By Hans Hansen

A question posed in the high tunnel presentation I gave at Bioneers 2014 Conference (November 2). What is a high tunnel? What distinguishes a high tunnel from a greenhouse?

The answer to this question depends on who is asked… (high tunnels aka polytunnels, hoophouses and hoop greenhouses, btw)

The simplest definition I’ve heard (or read) – “if it has roll-up sides, it’s a high tunnel…” – Texas A&M High Tunnel Seminar 2013. This explanation was given (with a grin) by one of the AgriLife Extension folks.
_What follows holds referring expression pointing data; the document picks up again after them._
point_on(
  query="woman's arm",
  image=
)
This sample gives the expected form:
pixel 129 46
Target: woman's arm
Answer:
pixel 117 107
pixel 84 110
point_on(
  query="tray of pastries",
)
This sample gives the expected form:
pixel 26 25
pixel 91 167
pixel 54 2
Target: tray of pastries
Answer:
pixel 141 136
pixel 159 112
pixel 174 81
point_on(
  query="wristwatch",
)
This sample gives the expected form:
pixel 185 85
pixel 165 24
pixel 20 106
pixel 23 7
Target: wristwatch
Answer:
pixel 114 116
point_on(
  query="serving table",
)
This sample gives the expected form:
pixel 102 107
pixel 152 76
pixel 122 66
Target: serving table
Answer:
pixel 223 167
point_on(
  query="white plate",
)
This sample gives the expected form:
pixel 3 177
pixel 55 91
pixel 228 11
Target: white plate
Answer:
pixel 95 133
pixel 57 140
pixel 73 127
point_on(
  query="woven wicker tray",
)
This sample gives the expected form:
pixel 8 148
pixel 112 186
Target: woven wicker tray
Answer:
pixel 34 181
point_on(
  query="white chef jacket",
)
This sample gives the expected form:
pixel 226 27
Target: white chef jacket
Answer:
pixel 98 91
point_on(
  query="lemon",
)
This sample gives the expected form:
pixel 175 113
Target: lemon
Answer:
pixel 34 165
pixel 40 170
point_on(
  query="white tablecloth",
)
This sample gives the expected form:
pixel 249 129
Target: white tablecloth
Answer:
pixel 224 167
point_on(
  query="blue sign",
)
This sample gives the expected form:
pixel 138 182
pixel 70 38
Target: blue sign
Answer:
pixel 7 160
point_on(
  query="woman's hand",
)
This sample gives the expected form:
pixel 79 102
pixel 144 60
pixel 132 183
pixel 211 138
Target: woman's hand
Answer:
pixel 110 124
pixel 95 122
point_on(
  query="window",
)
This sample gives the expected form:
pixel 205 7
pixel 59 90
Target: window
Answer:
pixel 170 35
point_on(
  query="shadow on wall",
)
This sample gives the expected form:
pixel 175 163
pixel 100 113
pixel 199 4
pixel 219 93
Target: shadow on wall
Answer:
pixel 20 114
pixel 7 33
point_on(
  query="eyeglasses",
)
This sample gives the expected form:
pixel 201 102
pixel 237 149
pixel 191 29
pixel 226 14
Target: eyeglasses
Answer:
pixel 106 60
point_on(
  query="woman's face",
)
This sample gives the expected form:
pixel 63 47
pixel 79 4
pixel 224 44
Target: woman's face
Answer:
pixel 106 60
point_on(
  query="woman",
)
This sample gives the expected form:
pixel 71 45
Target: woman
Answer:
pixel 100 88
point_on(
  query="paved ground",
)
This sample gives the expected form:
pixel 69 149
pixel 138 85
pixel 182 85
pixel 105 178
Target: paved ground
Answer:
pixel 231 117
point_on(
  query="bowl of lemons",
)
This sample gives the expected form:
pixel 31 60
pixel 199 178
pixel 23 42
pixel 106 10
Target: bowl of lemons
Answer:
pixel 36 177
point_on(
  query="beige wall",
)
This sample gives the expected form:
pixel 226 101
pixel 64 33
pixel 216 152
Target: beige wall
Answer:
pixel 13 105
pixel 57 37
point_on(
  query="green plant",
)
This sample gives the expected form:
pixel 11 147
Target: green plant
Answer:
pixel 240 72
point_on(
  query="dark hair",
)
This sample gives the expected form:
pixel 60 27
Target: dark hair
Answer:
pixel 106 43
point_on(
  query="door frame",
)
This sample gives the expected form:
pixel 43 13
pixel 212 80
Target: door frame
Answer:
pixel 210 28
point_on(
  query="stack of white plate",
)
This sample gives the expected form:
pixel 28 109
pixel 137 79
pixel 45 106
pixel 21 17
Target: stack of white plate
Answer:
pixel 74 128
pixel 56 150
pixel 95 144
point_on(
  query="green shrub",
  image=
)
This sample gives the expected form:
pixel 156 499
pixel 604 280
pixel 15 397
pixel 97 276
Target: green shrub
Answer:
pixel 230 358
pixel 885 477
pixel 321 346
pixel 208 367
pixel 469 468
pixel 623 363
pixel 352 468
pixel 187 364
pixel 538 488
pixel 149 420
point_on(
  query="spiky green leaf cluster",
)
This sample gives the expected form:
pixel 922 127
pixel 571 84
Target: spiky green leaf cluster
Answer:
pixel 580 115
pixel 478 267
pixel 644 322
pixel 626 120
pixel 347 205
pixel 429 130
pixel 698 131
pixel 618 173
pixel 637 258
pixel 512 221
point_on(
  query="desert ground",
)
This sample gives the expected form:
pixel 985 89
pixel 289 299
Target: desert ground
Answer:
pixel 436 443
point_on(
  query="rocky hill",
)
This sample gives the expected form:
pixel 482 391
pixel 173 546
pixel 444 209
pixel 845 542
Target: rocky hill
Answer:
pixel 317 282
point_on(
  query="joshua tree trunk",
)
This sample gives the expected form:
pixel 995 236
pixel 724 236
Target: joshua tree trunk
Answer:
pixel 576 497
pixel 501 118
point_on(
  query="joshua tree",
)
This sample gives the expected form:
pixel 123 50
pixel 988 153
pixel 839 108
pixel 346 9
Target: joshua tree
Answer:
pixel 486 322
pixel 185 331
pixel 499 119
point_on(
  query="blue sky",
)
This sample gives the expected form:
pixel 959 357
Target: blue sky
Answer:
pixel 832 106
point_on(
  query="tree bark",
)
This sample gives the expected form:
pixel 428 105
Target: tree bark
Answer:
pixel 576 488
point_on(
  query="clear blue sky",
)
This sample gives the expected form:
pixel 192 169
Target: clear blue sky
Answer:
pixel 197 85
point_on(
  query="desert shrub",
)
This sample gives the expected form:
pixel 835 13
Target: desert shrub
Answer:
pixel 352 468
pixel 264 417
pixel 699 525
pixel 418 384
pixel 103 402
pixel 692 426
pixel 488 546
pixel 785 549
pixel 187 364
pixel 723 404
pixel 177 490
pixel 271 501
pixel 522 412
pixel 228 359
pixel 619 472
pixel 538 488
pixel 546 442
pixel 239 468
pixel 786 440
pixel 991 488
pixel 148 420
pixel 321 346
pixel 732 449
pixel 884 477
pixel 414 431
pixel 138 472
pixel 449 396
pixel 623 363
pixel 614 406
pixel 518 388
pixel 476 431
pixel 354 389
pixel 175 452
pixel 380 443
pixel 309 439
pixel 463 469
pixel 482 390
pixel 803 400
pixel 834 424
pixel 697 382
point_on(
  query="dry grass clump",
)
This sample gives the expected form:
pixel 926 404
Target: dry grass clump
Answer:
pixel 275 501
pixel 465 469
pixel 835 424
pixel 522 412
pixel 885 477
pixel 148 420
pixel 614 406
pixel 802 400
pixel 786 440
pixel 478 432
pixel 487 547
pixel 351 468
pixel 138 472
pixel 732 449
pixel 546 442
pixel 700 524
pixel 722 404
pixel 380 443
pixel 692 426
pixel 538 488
The definition has changed quite a bit over the last couple of decades, as just about every horticulture industry that produces plants in open field and/or greenhouse settings has found high tunnel technology intriguing, therefore has experimented with it and contributed to the technology we know as high tunnel science.

Initially the term high tunnel was most commonly used in association with food crops but now it is often used with any economic field crop grown under cover in soil as opposed to containers. For example, the cut flower industry has found high tunnels to be a lucrative investment.
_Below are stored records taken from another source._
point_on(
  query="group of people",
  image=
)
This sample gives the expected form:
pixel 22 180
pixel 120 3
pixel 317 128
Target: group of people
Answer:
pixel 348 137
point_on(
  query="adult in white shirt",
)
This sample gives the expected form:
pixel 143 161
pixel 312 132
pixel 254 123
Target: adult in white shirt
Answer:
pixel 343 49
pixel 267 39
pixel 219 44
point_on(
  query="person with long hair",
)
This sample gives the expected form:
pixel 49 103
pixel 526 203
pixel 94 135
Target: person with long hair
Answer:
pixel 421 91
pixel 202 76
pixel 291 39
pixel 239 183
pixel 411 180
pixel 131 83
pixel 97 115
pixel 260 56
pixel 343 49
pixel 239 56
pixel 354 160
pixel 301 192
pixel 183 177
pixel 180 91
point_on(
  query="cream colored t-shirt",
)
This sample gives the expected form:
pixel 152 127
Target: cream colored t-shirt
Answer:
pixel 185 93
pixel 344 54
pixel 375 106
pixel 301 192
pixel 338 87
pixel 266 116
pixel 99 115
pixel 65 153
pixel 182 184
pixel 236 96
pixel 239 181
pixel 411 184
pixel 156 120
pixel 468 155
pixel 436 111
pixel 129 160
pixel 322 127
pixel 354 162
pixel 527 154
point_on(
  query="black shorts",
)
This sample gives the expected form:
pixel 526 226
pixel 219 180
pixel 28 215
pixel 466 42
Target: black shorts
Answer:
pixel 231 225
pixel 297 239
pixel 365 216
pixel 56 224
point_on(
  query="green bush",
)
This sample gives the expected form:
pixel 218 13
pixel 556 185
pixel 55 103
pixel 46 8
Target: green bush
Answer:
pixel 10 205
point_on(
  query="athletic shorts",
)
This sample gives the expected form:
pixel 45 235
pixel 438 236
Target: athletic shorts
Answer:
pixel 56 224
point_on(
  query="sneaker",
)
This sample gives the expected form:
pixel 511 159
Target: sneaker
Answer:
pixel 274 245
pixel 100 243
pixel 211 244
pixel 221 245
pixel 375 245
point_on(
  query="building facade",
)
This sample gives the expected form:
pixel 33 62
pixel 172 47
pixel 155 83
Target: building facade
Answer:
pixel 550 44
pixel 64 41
Early high tunnels were intended to be mobile structures that could be easily and quickly assembled/disassembled and moved from one location in the field to another.

Now, many are stationary (as is ours is at Blackwood); about the only common denominator in all high tunnel systems is that the plants in those structures are grown in soil, and of course, most tunnels do have roll-up sides. I will add that our greenhouse (container and flats only inside, brick floor) does have roll-up sides as well (it’s great technology for greenhouse producers as well).

We have narrowed the common thread down to growing crops in soil, under a flexible greenhouse-like structure, but what is to keep producers from growing, say ginger or other food crops, in portable containers in high tunnels, on a layer of woven weed fabric (as nurseries produce container trees)? Hmmmm…

An addendum to the description of high tunnels, to pull the definition out of greenhouse mindset and into that of ecological/permaculture conceptual framework. Perhaps a better way to define a high tunnel might be any or all the following combined:

– High tunnels are man-made structures that allow integration and control of key factors of (“natural”) open field and (artificial) greenhouse environments.
– High tunnels are tools for buffering environmental extremes such as intense: cold, heat, wind and light intensity.
– High tunnels are a “hybrid” of open field and greenhouse grow systems that are flexible enough that they can morph into a varied degree version of either one (e.g., sides, ends and vents are 1/8th open on a chilly day, would be mostly greenhouse-like; sides and ends fully opened = more open field-like).

In sum, a high tunnel’s hybrid nature is what defines it, is what gives it (the grow environment underneath) the capacity to morph into varying degrees of either open field or greenhouse environment, to match the grow conditions preferred by a specific plant or community/guild of plants (crops) underneath.